After touring the fort (I have LOT more pictures of it) we walked to Niagara-on-the-Lake for some lunch.  It is a beautiful little town.

We even got to enjoy a parade of Boy Scouts dressed in 1812 garb.  Canada is celebrating 200 years of peace and 2014 marks the anniversary of some of the heaviest fighting to take place during the War of 1812.

A couple more souvenir photos of our time in Canada.........

...........and we joined the crowd trying to get back into the United States.  Not to worry though - we're back in Pennsylvania and our adventures continue.

Tuesday, September 30, 2014

Niagara Falls

It wasn't our anniversary but we decided we should see the falls since it was only a four hour drive north of here.  Everyone said the best viewing was from the Canadian side and, fortunately, we had packed our passports.

The falls are located on the Niagara River which drains Lake Erie into Lake Ontario.

We're early risers so we had no trouble crossing the border at the Rainbow Bridge right next to the American Falls.  (It was another story coming back across!)

After paying $20.00 for parking we walked through the Welcome Center.......

.......and emerged for our first good look at the falls.

Niagara Falls actually consists of three falls:  the American Falls, Horseshoe Falls, and Bridal Veil Falls.  Horseshoe Falls is the most powerful in North American falling 188 feet.

It's difficult to understand why 14 people have intentionally gone over the falls.  Some survived, some drowned and others were severely injured.

The American Falls, the smallest of the three falls, drop a mere 70 - 100 feet.

Tour boats from the American and Canadian sides get in close for a look at the falls.  On July 9, 1960 a seven year old boy, wearing only a life vest, accidentally went over the falls.  The tour boat Maid of the Mist got in close and threw him a life ring.  He was completely uninjured, becoming the only person to go over the falls accidentally and survive. 

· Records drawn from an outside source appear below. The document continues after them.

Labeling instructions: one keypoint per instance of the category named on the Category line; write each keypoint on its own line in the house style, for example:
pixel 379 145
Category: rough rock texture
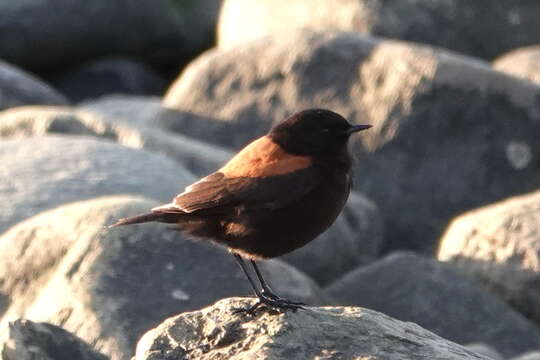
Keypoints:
pixel 115 75
pixel 499 245
pixel 314 333
pixel 435 296
pixel 459 25
pixel 42 341
pixel 485 350
pixel 354 239
pixel 533 355
pixel 17 87
pixel 157 31
pixel 523 63
pixel 450 133
pixel 135 132
pixel 110 286
pixel 42 173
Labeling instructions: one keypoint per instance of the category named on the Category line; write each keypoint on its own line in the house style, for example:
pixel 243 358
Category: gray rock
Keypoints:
pixel 109 286
pixel 532 355
pixel 18 87
pixel 499 245
pixel 450 133
pixel 484 349
pixel 137 132
pixel 42 173
pixel 104 76
pixel 156 31
pixel 435 296
pixel 355 239
pixel 42 341
pixel 315 333
pixel 523 63
pixel 452 24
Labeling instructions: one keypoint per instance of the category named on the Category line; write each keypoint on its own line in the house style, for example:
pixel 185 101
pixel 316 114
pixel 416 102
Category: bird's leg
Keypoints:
pixel 275 303
pixel 266 290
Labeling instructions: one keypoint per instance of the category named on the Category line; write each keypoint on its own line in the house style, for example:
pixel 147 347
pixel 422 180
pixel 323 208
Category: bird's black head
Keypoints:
pixel 314 132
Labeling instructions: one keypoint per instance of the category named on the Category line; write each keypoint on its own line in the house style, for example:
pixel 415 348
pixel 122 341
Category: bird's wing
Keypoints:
pixel 217 193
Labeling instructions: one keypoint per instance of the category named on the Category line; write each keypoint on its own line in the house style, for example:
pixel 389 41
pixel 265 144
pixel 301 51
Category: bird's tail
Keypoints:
pixel 153 216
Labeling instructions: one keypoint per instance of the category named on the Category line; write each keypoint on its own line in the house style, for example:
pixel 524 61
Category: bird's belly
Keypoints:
pixel 271 233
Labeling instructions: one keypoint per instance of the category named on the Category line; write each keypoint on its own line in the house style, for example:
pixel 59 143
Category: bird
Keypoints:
pixel 274 196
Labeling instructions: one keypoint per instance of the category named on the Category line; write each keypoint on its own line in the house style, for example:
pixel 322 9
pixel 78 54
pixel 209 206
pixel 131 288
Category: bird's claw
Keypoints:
pixel 271 302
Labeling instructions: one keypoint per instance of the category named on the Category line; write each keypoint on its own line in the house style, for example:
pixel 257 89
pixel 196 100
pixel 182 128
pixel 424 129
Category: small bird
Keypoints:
pixel 277 194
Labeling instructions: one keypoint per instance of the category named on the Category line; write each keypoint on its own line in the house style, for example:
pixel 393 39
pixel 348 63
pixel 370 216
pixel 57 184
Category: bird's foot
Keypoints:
pixel 270 295
pixel 272 302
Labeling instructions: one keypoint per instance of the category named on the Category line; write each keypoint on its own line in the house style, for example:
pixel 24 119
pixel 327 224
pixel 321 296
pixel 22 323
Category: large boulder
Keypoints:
pixel 59 32
pixel 450 133
pixel 436 296
pixel 142 131
pixel 109 286
pixel 18 87
pixel 315 333
pixel 41 341
pixel 41 173
pixel 458 25
pixel 523 63
pixel 499 245
pixel 115 75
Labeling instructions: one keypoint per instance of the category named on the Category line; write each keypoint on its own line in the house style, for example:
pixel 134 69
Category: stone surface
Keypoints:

Soon, we said good-bye to the falls and headed down river (which was actually north) to a beautiful little town called Niagara-on-the-Lake and the historic British Fort George.  We had to make the most of our time in Canada!

Thursday, September 25, 2014

The Corning Museum of Glass

Last weekend we went to Niagara Falls, but on our way through New York stopped at the Corning Museum of Glass.

The museum was founded in 1951 by the Corning Glass Works and is dedicated to all things glass - 
only glass.

Once through the doors, our first stop was a glass making demonstration.  Hand blown glass making is quite labor intensive and requires a lot of skill.  It takes five or six years of training to master the craft.

I'm not sure this glass chair is very comfortable.

The museum contains over 45,000 objects behind - glass!  Making it very difficult to take pics of this beautiful chess set - Jews on one side and Catholics on the other.

 They have objects that are 3500 years old here.  This glass table and crystal chandeliers were made for the St. Louis World's Fair.

After walking through many many galleries of glass we finally came to my favorite part - the gift shop!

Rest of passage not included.